Dévisageant la foule, un passant s'étonne de voir «autant de vieux manifester, c'est fou le nombre de plus de 60 ans». Les têtes grisonnantes ne sont pas rares en effet, du côté des papas comme du côté des mamans. Mais, pour Gabrielle, la trentaine, «s'il n'y a pas beaucoup de jeunes, c'est parce qu'ils travaillent, en journée. Moi, je suis là pendant ma pause déjeuner, et je travaille dans la banque, dans le quartier». La jeune femme, qui a mis un tee-shirt blanc comme le demandaient les organisateurs, est venue avec son amie Camille, qui s'exclame: «j'ai eu la chance de grandir avec un père et une mère. Priver d'autres enfants de cette chance, pour moi, ça pose problème.» Elle estime que les promoteurs de ce projet de loi n'ont pas «réfléchi aux conséquences qu'il pourrait avoir sur l'enfant». Et puis pour le mariage gay, «il y a déjà le PACS, donc il n'est pas justifié».

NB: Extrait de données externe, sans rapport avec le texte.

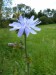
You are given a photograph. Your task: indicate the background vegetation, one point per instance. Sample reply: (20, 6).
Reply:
(41, 49)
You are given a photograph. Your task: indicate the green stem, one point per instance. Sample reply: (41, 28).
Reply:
(26, 55)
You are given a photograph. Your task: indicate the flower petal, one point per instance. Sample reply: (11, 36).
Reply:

Côté hommes, on partage la même crainte face à ce projet de loi: Krieix et Pierre-François, tous deux âgés de 24 ans, parlent de «destruction de la normalité», qui est pour eux celle de l'hétérosexualité. Krieix, qui vient de se fiancer, craint que le mariage ne perde de son sacré et dit qu'«au Brésil, ils ont déjà reconnu un mariage à trois». Il rappelle également qu'en 1998, Elisabeth Guigou, alors garde des Sceaux, affirme pour défendre le PACS alors en projet qu'il ne s'agit pas d'une étape vers le mariage homosexuel (la députée a depuis changé d'avis sur le mariage gay): «14 ans après, on dirait qu'on n'a plus le même regard», sourit-il, avant d'ajouter: «les politiques se foutent complètement de notre avis sur ce sujet.» Et l'adoption par des couples d'homosexuels? «Si on est contre l'un, on est contre l'autre», répond le jeune homme. Avec ce projet de loi qui consacrerait l'union pour tous et l'adoption, on risque selon lui de «perdre nos repères».

«D’habitude, ce genre de manifestations rassemble des extrémistes; là non.»

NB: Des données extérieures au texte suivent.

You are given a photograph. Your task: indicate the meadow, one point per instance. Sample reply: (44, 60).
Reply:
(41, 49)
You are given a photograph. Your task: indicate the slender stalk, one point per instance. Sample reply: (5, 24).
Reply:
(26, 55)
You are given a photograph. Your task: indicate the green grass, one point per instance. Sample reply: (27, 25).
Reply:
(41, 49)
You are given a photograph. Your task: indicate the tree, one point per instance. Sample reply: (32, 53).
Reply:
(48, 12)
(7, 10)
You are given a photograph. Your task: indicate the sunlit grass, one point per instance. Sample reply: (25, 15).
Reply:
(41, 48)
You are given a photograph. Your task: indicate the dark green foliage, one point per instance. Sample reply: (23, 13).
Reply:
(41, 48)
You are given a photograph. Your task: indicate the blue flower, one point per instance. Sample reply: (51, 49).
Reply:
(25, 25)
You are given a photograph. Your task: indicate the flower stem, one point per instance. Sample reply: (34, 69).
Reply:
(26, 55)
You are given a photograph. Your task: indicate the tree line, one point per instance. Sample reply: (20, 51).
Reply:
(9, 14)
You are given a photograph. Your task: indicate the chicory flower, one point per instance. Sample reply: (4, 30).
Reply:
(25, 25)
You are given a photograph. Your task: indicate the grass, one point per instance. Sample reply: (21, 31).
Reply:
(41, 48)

Autour des manifestants, les réactions sont diverses. Beaucoup passent leur chemin sans s'arrêter, saisissant au vol un des tracts distribués par des militantes au tee-shirt rose. Certains s'arrêtent, intrigués par le spectacle. Un homme en costume-cravate confie à son collègue: «Je suis agréablement surpris: d'habitude, ce genre de manifestations rassemble des extrémistes; là on dirait que non.» D'autres enfin s'immiscent dans la foule, posent des questions aux militants et détaillent le tract, comme Alexandra, la trentaine, qui rejoint une amie pour déjeuner: «Je suis assez d'accord avec ça, et plutôt attachée au schéma traditionnel. Désolée, je ne suis pas très progressiste !», dit-elle en riant.

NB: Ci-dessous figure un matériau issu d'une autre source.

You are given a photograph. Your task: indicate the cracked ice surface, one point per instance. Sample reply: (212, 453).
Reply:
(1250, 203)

Bien qu'elle n'ait «rien contre les couples homos», elle affirme que sur le sujet de l'adoption par deux personnes de même sexe, «on ne sait pas où on va, on ne saura ses effets sur les effets que dans vingt, trente ans.» Mais il y a eu aussi, lorsque l'«enfant» déguisé est repassé parmi la foule, cette femme criant, à côté de la foule: «C'est scandaleux, ce message réactionnaire que vous portez !» A la responsable presse qui se précipite vers elle, elle déclare: «Je ne suis pas homosexuelle, mais soyons tolérants!». Avant de quitter l'esplanade, le pas rapide.

Des manifestations étaient également organisées à Lyon et à Marseille.